Saturday 9 June, 20.30, fabrik Potsdam

Humanoptère by Clément Dazin/La Main de L’Homme starts with six men waving in the wind, like grain, moving diagonally in darkish blue light. The sound of wind and thunder brings an exciting atmosphere, but on stage all is serenity. The six break up, each finding a spot to sit on their knees. They take out juggling balls and rhythmically repeat an energising phrase. It’s an enticing and poetic start but it doesn’t hold up. The soundtrack and light design are consistent and thought-through, but the presentation of bodies is not. After the abstract start, the piece disintegrates: some of the performers fall into comedy, others try to act, while others keep a certain abstraction or communicate with symbolic gestures. The juggling continues to fascinate, and that is where the strength of the performance lies. But the lack of focus doesn’t bring the core of this performance to its full realisation.

A question for Annette

David: Annette, you work a lot with dance in a professional capacity, as a dramaturge, project initiator, programmer, text writer etc but the performances you saw in Potsdam also provoked a very personal reaction. Do you consciously decide how much distance (or not) you take from a work, or is it something instinctive? Does it change depending on the role in which you watch it?

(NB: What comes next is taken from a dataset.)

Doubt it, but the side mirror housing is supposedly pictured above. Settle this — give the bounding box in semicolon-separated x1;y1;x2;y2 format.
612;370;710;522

Annette: It’s a conscious and political choice to be personal. On the one hand my writing is a method of disrupting the claim of neutrality of a critic (that in our context is usually a white, highly educated and therefore very specific voice). On the other hand, I find reflecting on myself as well as the performance as an insightful way of laying bare certain blind spots and mechanisms we – me included – all fall into. The acknowledgement of discrepancies between certain responses and emotions and our value systems can trigger us to define what we really stand for.